Morgan Frank completes Master's Thesis at UVM
Q. What was the focus of your thesis?
The goal of my thesis was to investigate the richness of dynamics in the Lorenz '96 system for different parameter choices. Traditionally, one would focus on tuning the physical parameters of a system, such as the forcing parameter, and perform their analysis, but the Lorenz '96 system allows you to tune the dimensionality of the system in both a fast- and slow-timescale in addition to understood physical parameters.
Q. What were the main results?
Surprisingly, we find choices for these dimensional parameters that lead to bifurcations in system dynamics even for large forcing. It appears that regardless of how large the forcing parameter is tuned to and how many slow oscillators you choose to include, there exists a choice of fast dimensionality that yields system wide dampening of dynamics. The resulting stable system attractor takes the form of standing waves traveling among the slow oscillators.
Q. Where can we find out more about your thesis?
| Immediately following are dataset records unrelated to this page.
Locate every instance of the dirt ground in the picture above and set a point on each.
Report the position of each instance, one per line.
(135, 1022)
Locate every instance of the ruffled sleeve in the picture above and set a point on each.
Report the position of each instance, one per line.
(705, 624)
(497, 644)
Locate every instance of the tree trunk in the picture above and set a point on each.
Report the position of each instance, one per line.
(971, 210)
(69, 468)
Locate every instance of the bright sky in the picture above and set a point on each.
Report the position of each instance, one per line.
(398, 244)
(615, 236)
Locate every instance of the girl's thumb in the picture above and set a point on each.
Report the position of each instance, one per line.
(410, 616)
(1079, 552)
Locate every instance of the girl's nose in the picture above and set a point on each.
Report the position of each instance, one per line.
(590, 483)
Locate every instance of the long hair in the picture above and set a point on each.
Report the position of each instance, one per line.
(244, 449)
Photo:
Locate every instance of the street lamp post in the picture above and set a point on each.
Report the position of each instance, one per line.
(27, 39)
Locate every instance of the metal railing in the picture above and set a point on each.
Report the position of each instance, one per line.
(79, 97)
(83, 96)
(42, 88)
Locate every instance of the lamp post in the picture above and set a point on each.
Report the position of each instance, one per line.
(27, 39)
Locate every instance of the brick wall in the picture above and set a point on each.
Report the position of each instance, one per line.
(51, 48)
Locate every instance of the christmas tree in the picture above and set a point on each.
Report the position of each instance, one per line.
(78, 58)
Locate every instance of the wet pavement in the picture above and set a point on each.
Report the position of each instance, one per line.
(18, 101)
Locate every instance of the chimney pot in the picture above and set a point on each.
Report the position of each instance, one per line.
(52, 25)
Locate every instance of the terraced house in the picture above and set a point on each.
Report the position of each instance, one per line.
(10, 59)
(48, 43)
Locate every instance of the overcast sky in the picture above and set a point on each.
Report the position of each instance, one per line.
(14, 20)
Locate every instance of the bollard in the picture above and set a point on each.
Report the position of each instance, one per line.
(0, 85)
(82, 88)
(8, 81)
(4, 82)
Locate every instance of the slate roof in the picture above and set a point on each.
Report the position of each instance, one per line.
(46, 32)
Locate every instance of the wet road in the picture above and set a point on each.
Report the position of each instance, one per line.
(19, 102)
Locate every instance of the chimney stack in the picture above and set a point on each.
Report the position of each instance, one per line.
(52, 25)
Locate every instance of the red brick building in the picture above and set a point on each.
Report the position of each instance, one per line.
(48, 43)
The journal version is submitted to the International Journal of Bifurcations and Chaos. A preprint version can be found at arxiv.org/abs/1312.5965. Furthermore, the slides from my thesis defense contain interacted demos running in your browser that allow viewers to experience and understand some of my results. The slides can be found at www.uvm.edu/~mrfrank/thesis.html, and I recommend viewing them using Google Chrome.
Q. What are your future plans?
I will be working as an intern for LinkedIn over the summer analyzing the dynamics of the LinkedIn social network. Afterwards, I will begin my PhD in Computation Science for Engineering at MIT where I will be working with Prof. Marta Gonzalez.
Thank you, Morgan. We look forward to hearing more from you and fellow MCRN collaborators!